The losing streak finally ended with Black Book, director Paul Verhoeven’s returns to filmmaking after a six-year absence and his first film made in his native Holland since 1983’s The Fourth Man. Some naysayers might write the film off as Verhoeven’s The Pianist, a bid for middlebrow respectability from a filmmaker renowned for his perversions. But what a surprise to witness a rousing, old-fashioned WWII spy thriller that’s still recognizably a Verhoeven film—lots of kink, a little degradation, and a lead performance by a beautiful (dyed) blonde (Carice Van Houton) that’s every bit as iconic as Sharon Stone’s in Basic Instinct or Renée Soutendijk in his early Dutch work. Though Verhoeven sneaks in some sly political commentary about shifting wartime allegiances and the endless persecution of the Jews, Black Book is first and foremost a rip-roaring spy thriller—and one with a gloriously loose association to the “true story” on which it’s based.

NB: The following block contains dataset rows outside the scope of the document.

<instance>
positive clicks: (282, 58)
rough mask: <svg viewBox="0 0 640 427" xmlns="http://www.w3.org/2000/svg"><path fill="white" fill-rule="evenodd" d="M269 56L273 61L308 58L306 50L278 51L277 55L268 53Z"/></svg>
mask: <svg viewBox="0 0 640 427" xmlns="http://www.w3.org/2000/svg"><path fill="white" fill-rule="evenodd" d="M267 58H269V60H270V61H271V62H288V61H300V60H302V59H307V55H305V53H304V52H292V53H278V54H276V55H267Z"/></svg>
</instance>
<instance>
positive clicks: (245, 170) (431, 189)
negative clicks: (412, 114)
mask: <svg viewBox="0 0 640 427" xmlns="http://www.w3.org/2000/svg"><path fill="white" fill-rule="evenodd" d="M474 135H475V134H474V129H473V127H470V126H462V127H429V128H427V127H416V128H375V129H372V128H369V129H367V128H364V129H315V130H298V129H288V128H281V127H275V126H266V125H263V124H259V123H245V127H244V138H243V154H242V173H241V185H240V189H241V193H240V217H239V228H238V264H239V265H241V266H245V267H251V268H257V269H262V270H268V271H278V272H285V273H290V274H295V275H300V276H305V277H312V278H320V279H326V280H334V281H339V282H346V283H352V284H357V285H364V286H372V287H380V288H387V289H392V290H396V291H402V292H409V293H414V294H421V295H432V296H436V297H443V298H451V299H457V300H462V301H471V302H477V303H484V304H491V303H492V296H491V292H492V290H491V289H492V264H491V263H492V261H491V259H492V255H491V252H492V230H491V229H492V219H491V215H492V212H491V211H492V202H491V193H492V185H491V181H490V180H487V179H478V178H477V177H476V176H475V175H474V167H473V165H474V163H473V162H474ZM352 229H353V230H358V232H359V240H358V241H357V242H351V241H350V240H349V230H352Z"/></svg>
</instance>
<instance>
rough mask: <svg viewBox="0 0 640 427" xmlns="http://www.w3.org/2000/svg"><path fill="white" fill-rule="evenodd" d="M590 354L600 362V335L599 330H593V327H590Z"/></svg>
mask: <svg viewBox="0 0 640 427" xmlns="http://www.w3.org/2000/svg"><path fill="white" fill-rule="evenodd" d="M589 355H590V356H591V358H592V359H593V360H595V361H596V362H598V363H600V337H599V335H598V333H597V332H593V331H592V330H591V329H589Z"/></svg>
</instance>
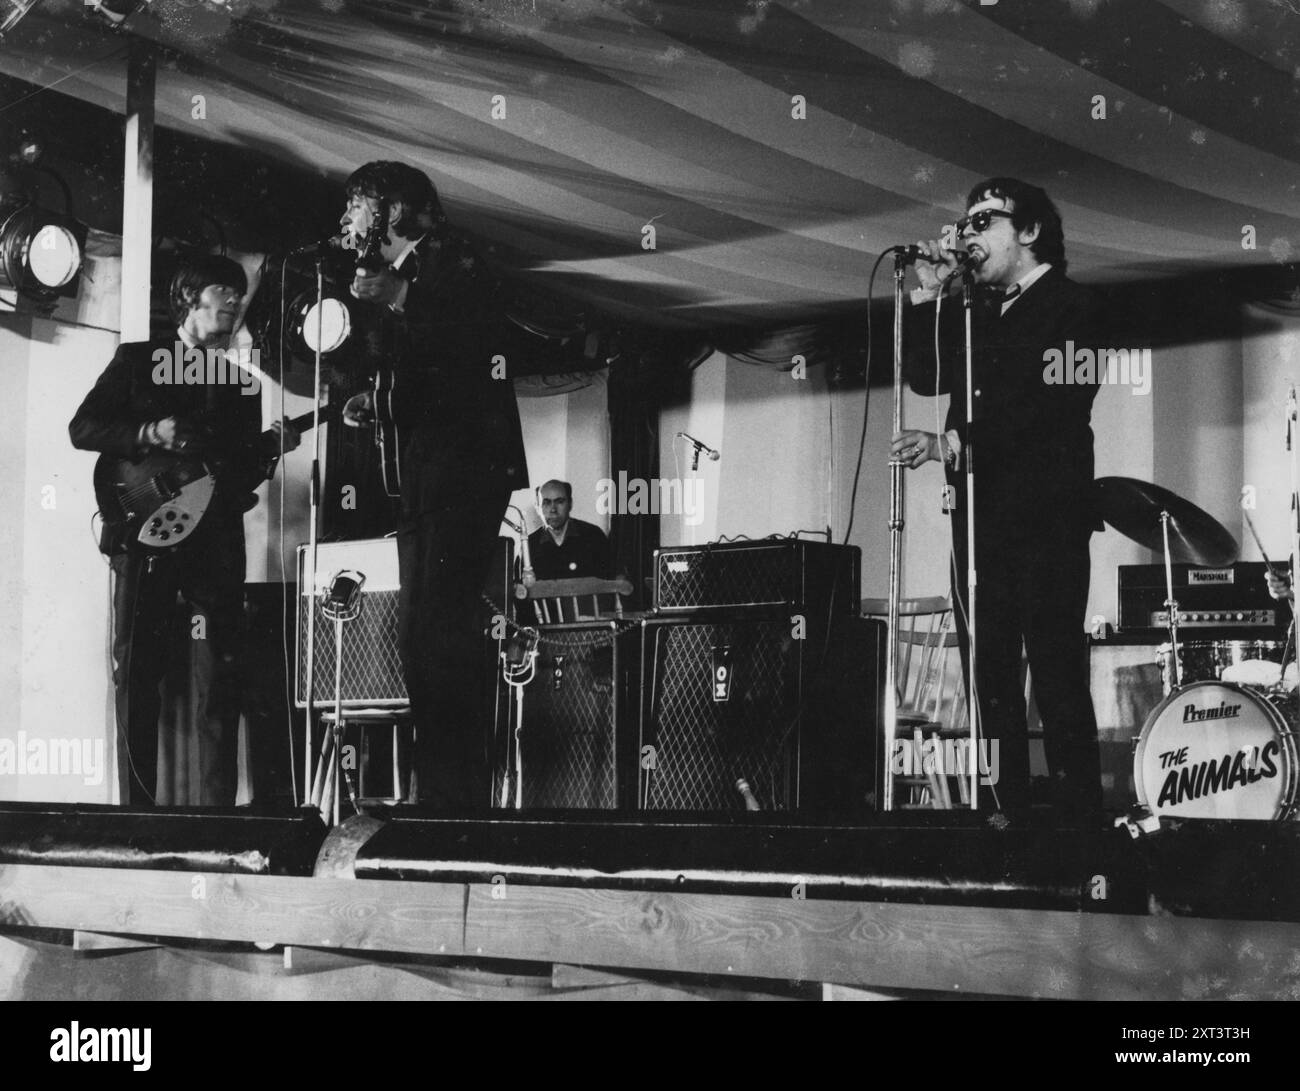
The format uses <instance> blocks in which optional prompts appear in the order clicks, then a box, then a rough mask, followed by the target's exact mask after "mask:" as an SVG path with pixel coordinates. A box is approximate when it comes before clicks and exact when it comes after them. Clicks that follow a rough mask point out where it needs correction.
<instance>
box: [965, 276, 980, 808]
mask: <svg viewBox="0 0 1300 1091" xmlns="http://www.w3.org/2000/svg"><path fill="white" fill-rule="evenodd" d="M974 289H975V285H974V278H972V276H971V269H970V268H967V269H965V270H963V273H962V309H963V311H965V321H966V447H965V450H963V451H962V455H963V463H962V464H963V468H965V471H966V603H967V606H966V611H967V612H966V636H967V649H969V650H967V659H969V661H970V684H969V685H967V690H969V692H967V694H966V707H967V719H969V720H970V730H971V735H970V769H969V775H970V780H971V789H970V796H971V810H975V808H976V798H975V793H976V792H978V789H979V737H980V713H979V685H978V683H976V677H979V675H978V674H976V671H975V666H976V663H978V658H976V648H975V645H976V641H975V633H976V632H978V628H976V612H975V586H976V583H978V579H976V564H975V445H974V442H972V441H971V434H972V430H974V429H972V425H974V421H975V389H974V388H975V365H974V360H975V356H974V338H972V333H971V329H972V324H971V313H972V309H974V295H975V290H974Z"/></svg>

The evening ended with a one-time-only added screening of Jia Zhang-ke’s Still Life, which won top prize at the Venice Film Festival a few days ago and was hastily added to the schedule here. Jia (Platform, Unknown Pleasures, The World) is a superstar among many alt-weekly critics and cineastes I respect, but I still have some persistent reservations about him. Put succinctly, I think he excels at evoking time and place, but his characters are generally walking zombies, so wracked with ennui that they’re doomed to wander a narrative that’s completely unmoored. Still Life is the fictional companion to Dong, a documentary that’s also at the festival (and that I haven’t seen), and it takes place in the areas surround the Three Gorges Dam, a massive public works project that, when completed, will submerge much of the surrounding area in water. The film’s images of dispossession and demolition are frequently awe-inspiring; now, if Jia had just nudged those characters of his out of the frame, he’d have himself a masterpiece.